Notice: article was updated in Oct 2019, with latest Laravel 6 example.

While working with a team and with different environments like local, staging and production, there are different settings for each machine. For that we have .env and .env example files. How to use them effectively?

First, the theory – what is .env and .env.example?

In your main Laravel folder you should have .env file which contains various settings, one row – one KEY=VALUE pair. And then, within your Laravel project code you can get those environment variables with function env(‘KEY’).

Don’t confuse it with .env.example file – it is used as an information file for all team members to know what keys and values may be needed.

The rule of teamwork and working with git repositories is that .env file is NOT committed to the repository, it is included in .gitignore file.

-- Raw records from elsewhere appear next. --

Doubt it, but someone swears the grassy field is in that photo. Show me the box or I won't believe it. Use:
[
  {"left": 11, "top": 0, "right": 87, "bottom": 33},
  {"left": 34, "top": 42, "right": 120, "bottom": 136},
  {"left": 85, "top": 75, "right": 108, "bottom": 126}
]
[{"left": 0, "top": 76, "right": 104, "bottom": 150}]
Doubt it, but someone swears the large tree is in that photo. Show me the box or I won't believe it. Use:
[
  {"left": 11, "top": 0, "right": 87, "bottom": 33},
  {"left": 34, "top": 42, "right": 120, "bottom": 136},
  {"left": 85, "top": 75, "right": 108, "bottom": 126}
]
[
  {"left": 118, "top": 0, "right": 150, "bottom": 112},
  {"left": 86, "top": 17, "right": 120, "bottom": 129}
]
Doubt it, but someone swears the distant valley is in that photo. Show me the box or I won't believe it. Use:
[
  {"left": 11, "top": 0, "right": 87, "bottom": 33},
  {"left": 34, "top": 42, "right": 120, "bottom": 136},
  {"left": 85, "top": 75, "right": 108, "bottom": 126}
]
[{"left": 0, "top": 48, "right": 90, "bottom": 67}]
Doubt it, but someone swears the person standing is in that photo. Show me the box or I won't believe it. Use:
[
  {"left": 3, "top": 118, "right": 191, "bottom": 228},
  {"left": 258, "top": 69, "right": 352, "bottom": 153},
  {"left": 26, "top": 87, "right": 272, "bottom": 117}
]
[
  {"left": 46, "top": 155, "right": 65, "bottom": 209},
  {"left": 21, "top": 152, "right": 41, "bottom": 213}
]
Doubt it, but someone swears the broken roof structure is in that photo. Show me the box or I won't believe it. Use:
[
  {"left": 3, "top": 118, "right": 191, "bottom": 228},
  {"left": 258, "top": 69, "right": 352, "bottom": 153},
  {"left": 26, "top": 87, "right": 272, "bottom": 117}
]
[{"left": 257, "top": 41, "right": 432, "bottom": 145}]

It is really convenient, cause then people on your team can change their variables locally without committing them to the repository. Also, you may (and should) have different .env files for your local server, testing server and live server – with same keys, but with different values, like different DB credentials, environment name (APP_ENV) or queue drivers.

Now, .env.example file, on the contrary, is included in the repository and not gitignored. It is used as an example file for you to know what KEY=VALUE pairs you need for your project. Most often it is used to copy it to .env file and then change the values.

You can also read about it in the official Laravel documentation.


Laravel 6 default .env.example

As it stands now for Laravel 6, current .env.example which comes from Laravel project looks like this:

APP_NAME=Laravel
APP_ENV=local
APP_KEY=
APP_DEBUG=true
APP_URL=http://localhost

LOG_CHANNEL=stack

DB_CONNECTION=mysql
DB_HOST=127.0.0.1
DB_PORT=3306
DB_DATABASE=laravel
DB_USERNAME=root
DB_PASSWORD=

BROADCAST_DRIVER=log
CACHE_DRIVER=file
QUEUE_CONNECTION=sync
SESSION_DRIVER=file
SESSION_LIFETIME=120

REDIS_HOST=127.0.0.1
REDIS_PASSWORD=null
REDIS_PORT=6379

MAIL_DRIVER=smtp
MAIL_HOST=smtp.mailtrap.io
MAIL_PORT=2525
MAIL_USERNAME=null
MAIL_PASSWORD=null
MAIL_ENCRYPTION=null

AWS_ACCESS_KEY_ID=
AWS_SECRET_ACCESS_KEY=
AWS_DEFAULT_REGION=us-east-1
AWS_BUCKET=

PUSHER_APP_ID=
PUSHER_APP_KEY=
PUSHER_APP_SECRET=
PUSHER_APP_CLUSTER=mt1

MIX_PUSHER_APP_KEY="${PUSHER_APP_KEY}"
MIX_PUSHER_APP_CLUSTER="${PUSHER_APP_CLUSTER}"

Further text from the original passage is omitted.